I thought so but when things went slow I looked inside and concluded it
is not suitable.
>> +#define PAGE_SIZE 4096
>> +static void *mempressure(void *arg)
>> +{
>> + struct thread *thread = arg;
>> + const unsigned int sz_mb = 2;
>> + const unsigned int sz = sz_mb << 20;
>> + unsigned int n = 0, max = 0;
>> + unsigned int blocks;
>> + void **ptr = NULL;
>> +
>> + while (!thread->done) {
>
> You can use READ_ONCE(thread->done) here for familiarity.
Okay, didn't realize we copied it to IGT.

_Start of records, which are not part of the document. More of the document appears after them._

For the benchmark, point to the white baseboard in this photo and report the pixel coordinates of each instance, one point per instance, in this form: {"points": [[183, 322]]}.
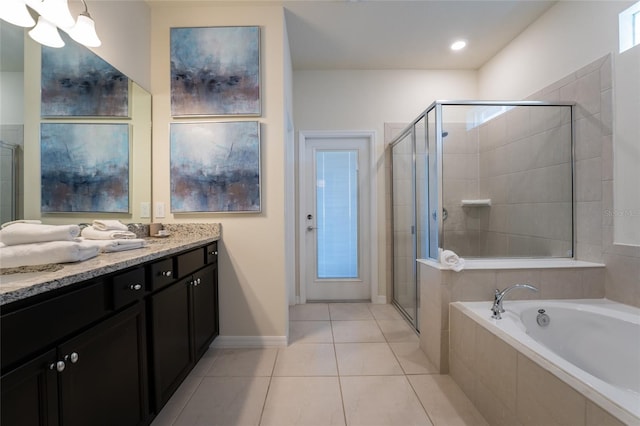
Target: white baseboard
{"points": [[232, 342], [380, 300]]}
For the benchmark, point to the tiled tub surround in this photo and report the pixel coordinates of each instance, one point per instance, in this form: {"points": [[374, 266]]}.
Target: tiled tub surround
{"points": [[512, 384], [183, 236], [556, 279], [521, 162]]}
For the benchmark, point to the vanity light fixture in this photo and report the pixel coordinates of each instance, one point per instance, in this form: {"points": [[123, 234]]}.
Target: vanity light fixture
{"points": [[54, 15], [458, 45]]}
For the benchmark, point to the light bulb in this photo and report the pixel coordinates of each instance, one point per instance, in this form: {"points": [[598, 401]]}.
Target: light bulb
{"points": [[46, 33], [15, 12], [84, 32]]}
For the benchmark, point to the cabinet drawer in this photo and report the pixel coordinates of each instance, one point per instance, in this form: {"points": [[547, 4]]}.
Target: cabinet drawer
{"points": [[212, 253], [128, 287], [162, 273], [190, 262], [34, 328]]}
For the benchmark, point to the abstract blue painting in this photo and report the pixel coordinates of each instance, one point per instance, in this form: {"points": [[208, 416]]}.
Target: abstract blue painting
{"points": [[215, 71], [84, 167], [215, 167], [78, 83]]}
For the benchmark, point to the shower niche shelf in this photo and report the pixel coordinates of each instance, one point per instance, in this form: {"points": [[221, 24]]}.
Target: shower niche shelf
{"points": [[484, 202]]}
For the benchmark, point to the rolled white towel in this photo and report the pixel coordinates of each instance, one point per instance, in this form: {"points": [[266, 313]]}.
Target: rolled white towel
{"points": [[48, 252], [452, 260], [4, 225], [109, 246], [26, 233], [91, 233], [109, 225]]}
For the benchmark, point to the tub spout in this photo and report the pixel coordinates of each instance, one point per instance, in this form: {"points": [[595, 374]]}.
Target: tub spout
{"points": [[497, 308]]}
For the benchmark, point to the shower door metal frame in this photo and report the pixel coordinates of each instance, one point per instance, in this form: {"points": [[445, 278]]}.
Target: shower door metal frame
{"points": [[14, 176], [437, 106], [409, 130]]}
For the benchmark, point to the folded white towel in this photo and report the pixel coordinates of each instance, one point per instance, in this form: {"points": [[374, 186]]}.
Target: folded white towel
{"points": [[4, 225], [452, 260], [109, 225], [91, 233], [26, 233], [48, 252], [109, 246]]}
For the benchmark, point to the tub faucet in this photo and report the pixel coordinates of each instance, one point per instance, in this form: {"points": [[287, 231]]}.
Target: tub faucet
{"points": [[497, 308]]}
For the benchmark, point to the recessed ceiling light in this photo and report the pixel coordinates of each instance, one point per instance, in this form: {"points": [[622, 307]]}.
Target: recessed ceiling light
{"points": [[458, 45]]}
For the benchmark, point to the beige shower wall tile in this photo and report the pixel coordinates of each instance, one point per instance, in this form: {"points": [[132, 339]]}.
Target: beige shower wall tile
{"points": [[606, 111], [493, 408], [464, 377], [623, 279], [593, 283], [589, 218], [561, 284], [462, 336], [596, 416], [470, 285], [543, 399], [496, 365], [588, 132], [588, 93], [589, 180]]}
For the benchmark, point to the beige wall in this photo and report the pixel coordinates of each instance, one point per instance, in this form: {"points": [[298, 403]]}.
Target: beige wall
{"points": [[253, 294], [125, 30], [366, 100]]}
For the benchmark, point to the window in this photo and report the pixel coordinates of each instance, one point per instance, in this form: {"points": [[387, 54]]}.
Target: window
{"points": [[629, 25]]}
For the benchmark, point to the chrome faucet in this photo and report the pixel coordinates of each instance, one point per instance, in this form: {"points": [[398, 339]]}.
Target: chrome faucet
{"points": [[497, 308]]}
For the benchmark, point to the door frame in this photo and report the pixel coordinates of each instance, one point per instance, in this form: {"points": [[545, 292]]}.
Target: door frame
{"points": [[372, 207]]}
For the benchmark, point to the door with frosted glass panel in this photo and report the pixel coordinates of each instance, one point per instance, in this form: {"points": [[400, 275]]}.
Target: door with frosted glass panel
{"points": [[336, 218]]}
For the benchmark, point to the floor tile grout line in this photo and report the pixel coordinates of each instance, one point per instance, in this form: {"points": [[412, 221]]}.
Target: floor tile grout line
{"points": [[266, 395]]}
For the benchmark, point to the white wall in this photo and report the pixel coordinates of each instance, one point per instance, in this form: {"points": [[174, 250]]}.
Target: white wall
{"points": [[11, 98], [124, 27], [569, 36], [252, 275], [365, 100]]}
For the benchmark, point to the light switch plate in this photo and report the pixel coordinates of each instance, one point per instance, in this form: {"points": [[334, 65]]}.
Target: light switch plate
{"points": [[159, 210], [145, 209]]}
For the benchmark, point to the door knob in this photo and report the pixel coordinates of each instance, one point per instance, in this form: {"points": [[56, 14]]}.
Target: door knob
{"points": [[58, 366]]}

>> + unsigned long ram_mb = get_avail_ram_mb();
>> +
>> + if (!ptr) {
>> + blocks = ram_mb / sz_mb;
>> + ptr = calloc(blocks, sizeof(void *));
>> + igt_assert(ptr);
>> + } else if (ram_mb < 384) {
>> + blocks = max + 1;
>> + }
>> +
>> + if (ptr[n])
>> + munmap(ptr[n], sz);
>> +
>> + ptr[n] = mmap(NULL, sz, PROT_WRITE,
>> + MAP_PRIVATE | MAP_ANONYMOUS, -1, 0);
>> + assert(ptr[n] != MAP_FAILED);
>> +
>> + madvise(ptr[n], sz, MADV_HUGEPAGE);
>> +
>> + for (size_t page = 0; page < sz; page += PAGE_SIZE)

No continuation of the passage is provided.